You may view the progress of the job at any time by clicking on the generated links (after "View Pipeline Job" in the console output of the cell below). Once the pipeline finishes, you may examine the artifacts produced from this pipeline.

In [None]:
job = aiplatform.PipelineJob(
    display_name="nl_pipeline",
    template_path="nl_pipeline.json",
    location=LOCATION,
    enable_caching=True,
    parameter_values={},
)

job.run()

Once the pipeline successfully finishes, go to the pipeline and examine the resulting metrics artifacts for the results. Otherwise, refer to the failing step(s) in the pipeline to determine the cause of any errors.
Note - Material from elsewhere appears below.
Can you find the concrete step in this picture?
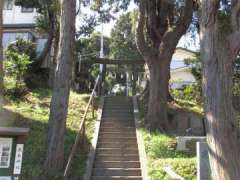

## View model evaluation results

To check the results of evaluation after pipeline execution, find the "model-evaluation-classification" subdirectory in the Cloud Storage bucket created by this pipeline. You may also run the following to directly output the contents of the metrics file:

In [None]:
import tensorflow as tf

EVAL_TASK_NAME = "model-evaluation-classification"
PROJECT_NUMBER = job.gca_resource.name.split("/")[1]
for _ in range(len(job.gca_resource.job_detail.task_details)):
    TASK_ID = job.gca_resource.job_detail.task_details[_].task_id
    EVAL_METRICS = (
        BUCKET_URI
        + "/"
        + PROJECT_NUMBER
        + "/"
        + job.name
        + "/"
        + EVAL_TASK_NAME
        + "_"
        + str(TASK_ID)
        + "/executor_output.json"
    )
    if tf.io.gfile.exists(EVAL_METRICS):
        ! gsutil cat $EVAL_METRICS

## Cleaning up

To clean up the resources used by this pipeline, run the command below:

In [None]:
# Delete GCS bucket.
!gsutil -m rm -r {BUCKET_URI}

# Next steps

For an alternate approach, please check out the ["ready-to-go" text classification pipeline](https://colab.research.google.com/github/GoogleCloudPlatform/vertex-ai-samples/blob/master/notebooks/community/pipelines/google_cloud_pipeline_components_ready_to_go_text_classification_pipeline.ipynb). This pipeline exposes the model logic for further customization if needed, and adds an additional pipeline step to deploy the model to enable online predictions.